Despite the mayor’s efforts to keep politics out of the ceremony, politics have dominated discussions of how Sept. 11 should be remembered. While there was one ceremony at ground zero on Sunday, almost unbearable in its sadness, two competing narratives of the event and its aftermath have emerged.

One depicts the United States as the largely innocent victim of an evil, unspeakably barbaric foe hell-bent on destroying the nation. In this version of events, America is a country of courage and resilience, one that sought justice rather than vengeance. While bolstering security at home and abroad, the United States remained faithful to its core principles of the rule of law, freedom, equality, and tolerance, despite some stumbles. This version was articulated Sunday by Adm. Michael Mullen, chairman of the Joint Chiefs of Staff, who spoke at the commemoration at the Pentagon, where 125 civilians and military officers perished. The attacks enhanced American patriotism, he said, its people’s belief in one another, and their faith in their country. “They could kill our citizens,” he said, but “they could not kill our citizenship.”

The other, darker narrative, one favored by critics of American foreign policy, is that the United States somehow had it coming. Staunch U.S. support for Middle Eastern autocrats and Israel’s occupation of Palestinians had enraged young Muslims, who finally struck back at American symbols of power and wealth. The Bush Administration exploited the attack to unleash a decade of war and financial recklessness that has weakened the nation and helped its foes. The “sanitizing of 9/11 and the falsification of its genesis to jump-start a second war” in Iraq wound up “muddying and corrupting the memory of the event,” wrote Frank Rich, the former New York Times columnist, in an essay for New York magazine.

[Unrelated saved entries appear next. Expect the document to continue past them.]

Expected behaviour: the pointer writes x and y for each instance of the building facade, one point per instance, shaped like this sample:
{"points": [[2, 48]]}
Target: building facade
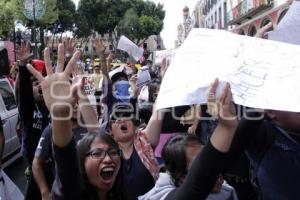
{"points": [[244, 17], [247, 16], [185, 27]]}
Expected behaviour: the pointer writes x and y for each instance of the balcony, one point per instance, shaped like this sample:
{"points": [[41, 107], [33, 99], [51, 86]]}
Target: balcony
{"points": [[247, 9]]}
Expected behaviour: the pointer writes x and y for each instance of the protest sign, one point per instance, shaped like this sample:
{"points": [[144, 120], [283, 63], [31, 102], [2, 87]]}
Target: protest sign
{"points": [[132, 49], [160, 55], [289, 27], [143, 77], [262, 73]]}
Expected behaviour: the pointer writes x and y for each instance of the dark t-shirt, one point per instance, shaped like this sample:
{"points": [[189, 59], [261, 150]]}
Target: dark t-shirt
{"points": [[137, 179], [44, 148]]}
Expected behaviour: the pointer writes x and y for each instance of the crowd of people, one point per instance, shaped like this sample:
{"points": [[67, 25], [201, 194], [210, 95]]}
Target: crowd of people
{"points": [[121, 147]]}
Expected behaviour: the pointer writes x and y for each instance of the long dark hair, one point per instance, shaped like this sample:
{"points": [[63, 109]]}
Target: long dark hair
{"points": [[117, 192], [174, 155]]}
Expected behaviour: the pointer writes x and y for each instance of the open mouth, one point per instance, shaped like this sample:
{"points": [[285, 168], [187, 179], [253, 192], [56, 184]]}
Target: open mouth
{"points": [[107, 173]]}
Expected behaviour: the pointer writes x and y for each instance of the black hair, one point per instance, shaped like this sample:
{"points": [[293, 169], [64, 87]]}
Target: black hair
{"points": [[117, 192], [118, 76], [174, 155]]}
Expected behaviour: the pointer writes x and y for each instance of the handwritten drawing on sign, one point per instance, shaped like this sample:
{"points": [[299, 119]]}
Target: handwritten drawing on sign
{"points": [[132, 49], [262, 73]]}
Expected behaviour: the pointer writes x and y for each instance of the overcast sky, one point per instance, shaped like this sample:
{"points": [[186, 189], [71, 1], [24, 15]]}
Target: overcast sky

An even harsher assessment came from New York Times columnist and Nobel-winning economist Paul Krugman. Krugman wrote Sunday on his blog that the anniversary had become a marker of “shame” for America. Assailing Bush and former New York Mayor Rudy Giuliani as “fake heroes,” he accused them of exploiting the attacks for their own personal and political gain. Many journalists, too, had lent “their support to the hijacking of the atrocity.” As a result, the memory of Sept. 11, he wrote, has been irrevocably “poisoned,” an “occasion for shame.”

In response to widespread outrage over his post, Krugman posted a second commentary on Monday. Reiterating his basic theme, he called the first two years following the attacks a “time of political exploitation and intimidation” for America that had culminated in the “deliberate misleading of the nation into the invasion of Iraq.”

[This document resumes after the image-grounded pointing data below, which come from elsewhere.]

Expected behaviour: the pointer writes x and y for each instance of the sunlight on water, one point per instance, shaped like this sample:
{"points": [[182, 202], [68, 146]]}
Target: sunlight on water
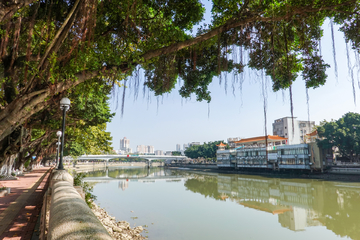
{"points": [[187, 205]]}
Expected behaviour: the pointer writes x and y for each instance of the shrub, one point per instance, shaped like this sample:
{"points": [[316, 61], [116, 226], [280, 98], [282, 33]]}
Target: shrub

He should also have written, Krugman added Monday, that Americans “behaved remarkably well in the weeks and months after 9/11.” There had been “very little panic, and much more tolerance than one might have feared,” he wrote. But he could neither “forget nor forgive” how the memory of the atrocity had been hijacked. Some readers could neither forget nor forgive Krugman for attempting to politicize a national commemoration in honor of innocent people who had died.